When Canadian basketball star Steve Nash was given the chance to pitch an idea for a sports documentary to ESPN there was one name that immediately came to mind: Terry Fox.
Nash was six when Fox launched his Marathon of Hope in 1980 and he still remembers being "mesmerized" by the sight of Fox's hobbled run along Canadian roads and highways. He peppered his parents with questions about why Fox only had one leg and why he was running.
On Sept. 28, Nash's debut film, Into the Wind, will air on ESPN. And while he's not expecting it'll make Fox the same folk hero in the U.S. as he is in Canada, he hopes his legend does spread.
"We're not foolish enough to think America's going to drop everything - because obviously it's a country with a lot going on," Nash said to laughs after a screening of the documentary Sunday at the Toronto International Film Festival.
"It would just be great if the film could help Terry inspire people like he inspired me."
The 51-minute documentary airs in Canada on Sept. 19 on TSN2 and Sept. 30 on CTV.
Among those in the audience for the emotional documentary's premiere - which had many audience members in tears - was Canadian director Jason Reitman, whom Nash later cited as one of the filmmakers he admires.
Nash, who wore a blazer, black jeans and black high-top sneakers to the event, said it was an honour to interview members of Fox's family for the documentary.
"It was obviously difficult," he said. "There were some sad moments but still overall it was very celebratory."
Co-director Ezra Holland said he has vague memories of being taught about Fox when he was growing up in England, but only really got the whole story after reading Douglas Coupland's book, Terry.
"After half an hour I was welling up, it really hit me," Holland recalled.
"We talked about various athletes (for the documentary) but nothing really kind of seemed to have the draw to us that Terry Fox did."
Holland and Nash are partners in the production company Meathawk and before "Into the Wind" they created a number of spots for the likes of Nike and vitaminwater.
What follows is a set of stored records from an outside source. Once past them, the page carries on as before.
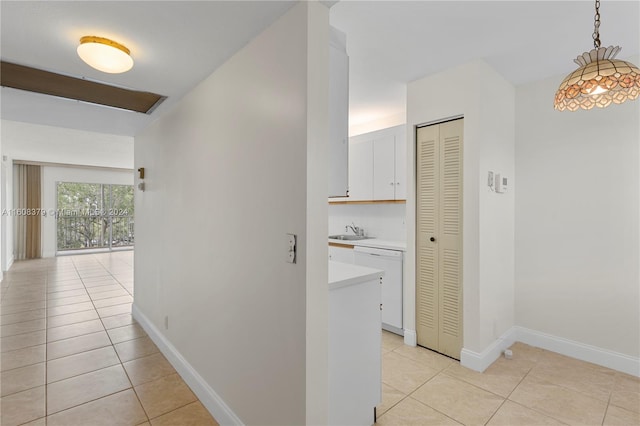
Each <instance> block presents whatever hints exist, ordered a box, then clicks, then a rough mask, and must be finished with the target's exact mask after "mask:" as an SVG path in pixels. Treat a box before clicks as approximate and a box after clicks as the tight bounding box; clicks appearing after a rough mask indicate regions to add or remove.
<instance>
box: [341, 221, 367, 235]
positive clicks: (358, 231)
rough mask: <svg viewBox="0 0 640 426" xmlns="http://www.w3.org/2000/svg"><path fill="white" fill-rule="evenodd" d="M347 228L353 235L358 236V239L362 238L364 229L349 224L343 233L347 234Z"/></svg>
mask: <svg viewBox="0 0 640 426" xmlns="http://www.w3.org/2000/svg"><path fill="white" fill-rule="evenodd" d="M349 228H351V230H352V231H353V233H354V234H356V235H358V236H360V237H364V229H362V228H360V227H359V226H356V224H355V223H353V222H351V225H347V226H345V227H344V232H349Z"/></svg>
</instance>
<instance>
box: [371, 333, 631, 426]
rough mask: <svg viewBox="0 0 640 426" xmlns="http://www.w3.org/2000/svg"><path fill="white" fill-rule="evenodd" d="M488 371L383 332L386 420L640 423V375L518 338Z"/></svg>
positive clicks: (574, 424) (587, 423)
mask: <svg viewBox="0 0 640 426" xmlns="http://www.w3.org/2000/svg"><path fill="white" fill-rule="evenodd" d="M511 350H512V351H513V359H510V360H508V359H504V358H500V359H499V360H497V361H496V362H495V363H493V364H492V365H491V366H490V367H489V368H488V369H487V370H486V371H485V372H484V373H477V372H475V371H472V370H469V369H467V368H464V367H462V366H461V365H460V363H459V362H458V361H455V360H452V359H450V358H447V357H445V356H442V355H440V354H437V353H435V352H432V351H429V350H427V349H424V348H420V347H418V348H413V347H409V346H405V345H404V344H403V340H402V337H400V336H397V335H395V334H392V333H388V332H386V331H383V336H382V378H383V379H382V381H383V383H382V404H380V405H379V406H378V407H377V414H378V424H380V425H420V426H428V425H490V426H499V425H504V426H538V425H576V426H587V425H620V426H634V425H635V426H638V425H640V379H639V378H638V377H633V376H629V375H627V374H623V373H619V372H616V371H614V370H610V369H607V368H603V367H600V366H597V365H594V364H589V363H586V362H583V361H579V360H576V359H572V358H568V357H565V356H562V355H559V354H555V353H553V352H548V351H545V350H542V349H539V348H534V347H531V346H527V345H525V344H522V343H516V344H514V345H513V346H512V347H511Z"/></svg>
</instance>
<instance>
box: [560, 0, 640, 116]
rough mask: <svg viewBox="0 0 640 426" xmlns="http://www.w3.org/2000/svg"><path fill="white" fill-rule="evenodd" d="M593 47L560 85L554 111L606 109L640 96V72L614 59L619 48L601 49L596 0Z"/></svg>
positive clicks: (593, 33)
mask: <svg viewBox="0 0 640 426" xmlns="http://www.w3.org/2000/svg"><path fill="white" fill-rule="evenodd" d="M594 27H595V28H594V30H593V46H594V48H593V49H592V50H591V51H589V52H584V53H583V54H582V55H580V56H578V57H577V58H576V59H574V62H575V63H576V64H578V65H579V66H580V68H578V69H577V70H575V71H574V72H572V73H571V74H569V75H568V76H567V77H566V78H565V79H564V80H563V81H562V83H560V87H559V88H558V91H557V92H556V98H555V102H554V108H555V109H557V110H560V111H564V110H569V111H576V110H577V109H578V108H582V109H591V108H593V107H594V106H597V107H599V108H605V107H607V106H609V105H611V103H614V104H621V103H623V102H625V101H627V100H629V101H631V100H634V99H637V98H638V96H640V70H639V69H638V67H636V66H635V65H633V64H632V63H630V62H626V61H621V60H619V59H615V57H616V55H617V54H618V52H620V49H621V48H620V46H609V47H606V48H605V47H600V0H596V14H595V17H594Z"/></svg>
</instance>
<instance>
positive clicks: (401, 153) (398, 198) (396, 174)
mask: <svg viewBox="0 0 640 426" xmlns="http://www.w3.org/2000/svg"><path fill="white" fill-rule="evenodd" d="M396 128H397V129H398V131H397V133H396V137H395V141H396V145H395V149H396V167H395V171H396V174H395V177H396V184H395V199H396V200H406V199H407V128H406V126H404V125H403V126H399V128H398V127H396Z"/></svg>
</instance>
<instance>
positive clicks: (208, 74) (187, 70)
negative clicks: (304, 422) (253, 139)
mask: <svg viewBox="0 0 640 426" xmlns="http://www.w3.org/2000/svg"><path fill="white" fill-rule="evenodd" d="M291 5H292V3H291V2H286V1H280V2H277V1H255V2H248V1H247V2H243V1H241V2H238V1H226V2H224V1H5V0H3V1H1V2H0V13H1V24H2V25H1V27H0V42H1V44H0V53H1V56H2V60H3V61H7V62H15V63H19V64H22V65H28V66H32V67H35V68H41V69H46V70H49V71H55V72H59V73H62V74H68V75H73V76H77V77H86V78H88V79H92V80H97V81H102V82H106V83H110V84H115V85H118V86H122V87H127V88H131V89H135V90H142V91H149V92H154V93H157V94H160V95H165V96H168V99H167V100H165V101H164V103H162V104H161V105H160V107H159V108H158V109H156V111H154V112H153V113H152V114H151V115H146V114H140V113H135V112H130V111H122V110H118V109H114V108H108V107H103V106H97V105H92V104H86V103H81V102H76V101H69V100H65V99H59V98H54V97H51V96H46V95H40V94H34V93H29V92H24V91H19V90H15V89H9V88H4V87H3V88H2V92H1V94H2V98H1V102H2V105H1V107H2V109H1V117H2V118H3V119H9V120H16V121H26V122H32V123H38V124H46V125H52V126H60V127H69V128H77V129H82V130H89V131H96V132H100V133H113V134H119V135H135V134H136V133H138V132H139V131H140V130H141V129H143V128H144V127H145V126H147V125H148V124H149V123H150V122H151V121H153V120H155V119H156V118H157V117H158V116H159V115H161V114H162V113H163V112H164V111H166V110H168V109H169V108H170V107H171V105H173V104H175V103H176V102H177V101H178V100H179V99H180V98H181V97H182V96H183V95H184V94H186V93H187V92H188V91H189V90H191V89H192V88H193V87H195V86H196V85H197V84H198V83H199V82H201V81H202V80H203V79H204V78H205V77H207V76H208V75H210V74H211V73H212V72H213V71H214V70H215V69H216V68H217V67H218V66H220V65H221V64H222V63H224V62H225V61H226V60H227V59H229V58H230V57H231V56H232V55H233V54H234V53H235V52H236V51H238V50H239V49H240V48H241V47H243V46H244V45H245V44H247V43H248V42H249V41H250V40H251V39H253V38H254V37H255V36H256V35H258V34H259V33H260V32H261V31H262V30H263V29H265V28H266V27H267V26H268V25H269V24H270V23H272V22H273V21H274V20H275V19H277V18H278V17H279V16H281V15H282V14H283V13H284V12H285V11H286V10H287V9H288V8H289V7H291ZM84 35H97V36H100V37H106V38H111V39H113V40H115V41H117V42H119V43H122V44H124V45H125V46H127V47H128V48H129V49H130V50H131V56H132V57H133V58H134V61H135V64H134V67H133V69H132V70H131V71H129V72H126V73H124V74H117V75H116V74H105V73H102V72H100V71H97V70H94V69H93V68H91V67H89V66H88V65H86V64H85V63H84V62H82V60H81V59H80V58H79V57H78V55H77V53H76V48H77V46H78V43H79V40H80V37H82V36H84Z"/></svg>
They've also produced some funny shorts including Vote For Me, a self-deprecating blooper reel of Nash's on-court flubs and blunders that masquerades as all-star voting propaganda. Nash also recruited teammates from the Phoenix Suns to star in other shorts about singalongs on the team bus and the importance of hand sanitizer.
The duo is now in the early stages of making another documentary, this time about Brazilian soccer legend Pele. They also have their sights set on producing a dramatic feature film.
"It's humbling," Nash said of the challenges of moving to film from the basketball court. "Obviously I have everything to learn but it's also amazing to challenge yourself."